In: Finance
Discuss the role played in modern financial markets by dark pools and high frequency traders, and comment on the lessons to be learned by the risk manager.
Dark Pools are private forums for trading financial instruments. The trades in the Dark pools will be done away from the public exchanges, so that they remain confidential and outside the purview of the general investing public. Dark Pools are mainly used by institutional investors for buying or selling large blocks of securities without displaying the order to the general public. Because Dark Pools lacks transparency, trades executed in do not impact price discovery.
High Frequency Traders are program trading platforms that use supercomputers to transact large number of orders in fractional seconds.
Informed traders who is taking a bet on the direction of a price move, whereas liquidity trader profits from the spread between the buying and selling price without gambling on the direction of a price move. Informed traders with the strongest signals trade in public exchanges, where traders with weaker signals trade in dark pool. The uninformed liquidity traders, those with high liquidity demand trade in public exchange and those with lower liquidity demand trade in the dark pool. Dark pools provide better prices that exchanges but this is offset by a higher probability of non-execution or inability to trade.

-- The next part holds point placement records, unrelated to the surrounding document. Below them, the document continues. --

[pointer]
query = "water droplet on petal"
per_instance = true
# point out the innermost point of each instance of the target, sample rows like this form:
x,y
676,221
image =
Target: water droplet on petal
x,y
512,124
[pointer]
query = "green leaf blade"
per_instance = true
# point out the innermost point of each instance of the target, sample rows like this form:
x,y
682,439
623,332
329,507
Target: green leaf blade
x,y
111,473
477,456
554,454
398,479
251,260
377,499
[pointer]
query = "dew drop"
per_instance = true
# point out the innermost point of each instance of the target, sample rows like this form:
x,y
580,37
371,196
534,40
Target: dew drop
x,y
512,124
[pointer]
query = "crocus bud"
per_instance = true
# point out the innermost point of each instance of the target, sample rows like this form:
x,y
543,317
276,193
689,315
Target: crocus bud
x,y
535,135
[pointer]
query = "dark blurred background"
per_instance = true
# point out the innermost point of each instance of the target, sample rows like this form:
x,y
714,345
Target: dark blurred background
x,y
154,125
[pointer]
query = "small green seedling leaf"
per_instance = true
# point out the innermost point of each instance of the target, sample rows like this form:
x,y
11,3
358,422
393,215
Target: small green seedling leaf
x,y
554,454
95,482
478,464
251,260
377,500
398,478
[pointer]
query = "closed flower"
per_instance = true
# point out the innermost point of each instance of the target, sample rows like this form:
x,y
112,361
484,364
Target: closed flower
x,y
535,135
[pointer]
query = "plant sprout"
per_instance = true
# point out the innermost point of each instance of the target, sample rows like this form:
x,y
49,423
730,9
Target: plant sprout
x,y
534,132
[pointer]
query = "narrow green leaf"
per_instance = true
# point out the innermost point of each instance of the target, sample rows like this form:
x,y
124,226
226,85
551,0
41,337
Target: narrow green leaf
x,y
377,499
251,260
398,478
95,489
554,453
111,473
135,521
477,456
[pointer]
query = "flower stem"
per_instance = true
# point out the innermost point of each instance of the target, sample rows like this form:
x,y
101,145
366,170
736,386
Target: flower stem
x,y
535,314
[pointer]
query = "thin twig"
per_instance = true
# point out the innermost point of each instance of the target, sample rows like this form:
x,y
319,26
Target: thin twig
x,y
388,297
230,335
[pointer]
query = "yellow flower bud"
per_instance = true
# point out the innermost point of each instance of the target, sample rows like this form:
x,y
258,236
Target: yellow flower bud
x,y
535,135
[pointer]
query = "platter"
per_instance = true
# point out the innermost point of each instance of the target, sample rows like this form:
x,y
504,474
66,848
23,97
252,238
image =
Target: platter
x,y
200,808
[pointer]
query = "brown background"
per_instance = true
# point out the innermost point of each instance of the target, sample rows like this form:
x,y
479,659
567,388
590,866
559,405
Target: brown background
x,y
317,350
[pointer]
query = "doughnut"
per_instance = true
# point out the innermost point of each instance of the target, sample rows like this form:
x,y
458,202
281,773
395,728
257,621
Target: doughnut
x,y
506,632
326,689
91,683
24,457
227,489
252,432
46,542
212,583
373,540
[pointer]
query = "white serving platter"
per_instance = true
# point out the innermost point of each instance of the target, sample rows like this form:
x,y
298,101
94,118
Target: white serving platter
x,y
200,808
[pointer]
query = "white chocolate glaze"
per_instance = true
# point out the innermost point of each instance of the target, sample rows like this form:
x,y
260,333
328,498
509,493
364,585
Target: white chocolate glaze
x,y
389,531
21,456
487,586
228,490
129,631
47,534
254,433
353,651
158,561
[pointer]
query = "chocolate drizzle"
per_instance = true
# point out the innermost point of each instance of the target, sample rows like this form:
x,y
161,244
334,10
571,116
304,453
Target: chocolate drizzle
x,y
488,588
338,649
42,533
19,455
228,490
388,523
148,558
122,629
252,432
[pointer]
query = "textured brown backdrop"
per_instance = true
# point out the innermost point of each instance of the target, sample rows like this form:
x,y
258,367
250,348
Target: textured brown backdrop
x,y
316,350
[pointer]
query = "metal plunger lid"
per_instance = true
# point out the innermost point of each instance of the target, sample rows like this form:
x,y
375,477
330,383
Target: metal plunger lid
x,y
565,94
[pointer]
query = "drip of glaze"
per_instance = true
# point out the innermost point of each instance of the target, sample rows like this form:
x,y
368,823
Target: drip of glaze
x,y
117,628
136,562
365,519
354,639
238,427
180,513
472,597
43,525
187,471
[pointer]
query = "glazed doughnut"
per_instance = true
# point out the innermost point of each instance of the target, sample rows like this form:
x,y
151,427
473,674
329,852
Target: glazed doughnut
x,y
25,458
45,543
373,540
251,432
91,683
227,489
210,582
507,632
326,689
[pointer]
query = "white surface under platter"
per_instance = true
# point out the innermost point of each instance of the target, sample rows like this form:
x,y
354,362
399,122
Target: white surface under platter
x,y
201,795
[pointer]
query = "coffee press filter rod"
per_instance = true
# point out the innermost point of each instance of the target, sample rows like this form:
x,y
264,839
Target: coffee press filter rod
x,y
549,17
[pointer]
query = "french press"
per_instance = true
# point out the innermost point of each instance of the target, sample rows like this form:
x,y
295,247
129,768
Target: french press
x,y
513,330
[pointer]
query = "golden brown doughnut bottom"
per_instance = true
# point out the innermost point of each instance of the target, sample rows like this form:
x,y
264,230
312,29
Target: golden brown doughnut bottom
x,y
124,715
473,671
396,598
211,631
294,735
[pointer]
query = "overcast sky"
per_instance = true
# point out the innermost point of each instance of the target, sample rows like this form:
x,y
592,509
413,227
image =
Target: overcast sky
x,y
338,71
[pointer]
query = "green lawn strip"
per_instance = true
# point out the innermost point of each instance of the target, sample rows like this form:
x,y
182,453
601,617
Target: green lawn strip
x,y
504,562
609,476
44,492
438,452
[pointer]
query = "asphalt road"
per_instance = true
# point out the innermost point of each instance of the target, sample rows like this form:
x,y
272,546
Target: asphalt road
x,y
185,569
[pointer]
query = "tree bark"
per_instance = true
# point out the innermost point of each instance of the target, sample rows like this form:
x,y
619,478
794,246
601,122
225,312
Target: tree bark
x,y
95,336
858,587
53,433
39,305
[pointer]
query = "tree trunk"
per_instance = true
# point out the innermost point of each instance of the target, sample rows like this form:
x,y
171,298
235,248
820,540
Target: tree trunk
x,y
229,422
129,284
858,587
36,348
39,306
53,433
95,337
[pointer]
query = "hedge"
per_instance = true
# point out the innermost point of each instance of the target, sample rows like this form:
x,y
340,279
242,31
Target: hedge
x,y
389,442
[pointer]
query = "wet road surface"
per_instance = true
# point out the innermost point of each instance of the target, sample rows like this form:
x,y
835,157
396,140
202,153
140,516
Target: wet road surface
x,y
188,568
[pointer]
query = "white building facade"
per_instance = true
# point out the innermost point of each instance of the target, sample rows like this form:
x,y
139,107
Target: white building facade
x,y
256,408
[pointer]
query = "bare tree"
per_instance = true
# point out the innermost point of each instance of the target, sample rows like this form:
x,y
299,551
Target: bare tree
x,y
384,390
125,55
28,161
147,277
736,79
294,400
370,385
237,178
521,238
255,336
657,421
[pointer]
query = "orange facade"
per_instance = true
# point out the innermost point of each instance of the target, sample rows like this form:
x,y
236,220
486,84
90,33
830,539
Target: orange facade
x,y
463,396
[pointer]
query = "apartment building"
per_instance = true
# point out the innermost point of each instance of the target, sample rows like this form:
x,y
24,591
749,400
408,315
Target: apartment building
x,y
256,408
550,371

Dark pools account for around 14% of the overall trading volume in the US and around 4.5% of European volumes. Dark pools operated by investment banks account for the largest share of dark pool volumes. Notable examples are UBS ATS by UBS, LX by Barclays and Crossfinder by Credit Suisse. Market maker pools are operated by a manager which is the sole provider of liquidity while Independent pools are operated by agency brokers with periodic executions. Finally, Consortium pools are jointly owned by banks which use them as trading venues of last resort.
There are some cases which are lessons to risk managers:
Pipeline Trading Systems LLC, UBS Dark Pool, Barclays, Deutsche Bank and Credit Suisse are the main cases where the companies promised that the venue is transparent and free from HFTs, despite advertising otherwise. Risk managers should be very careful and need to understand that there is no venue that is absolutely free from malpractice. It always recommended to observe all the price changes and avoid participating these Dead Pools for benefits.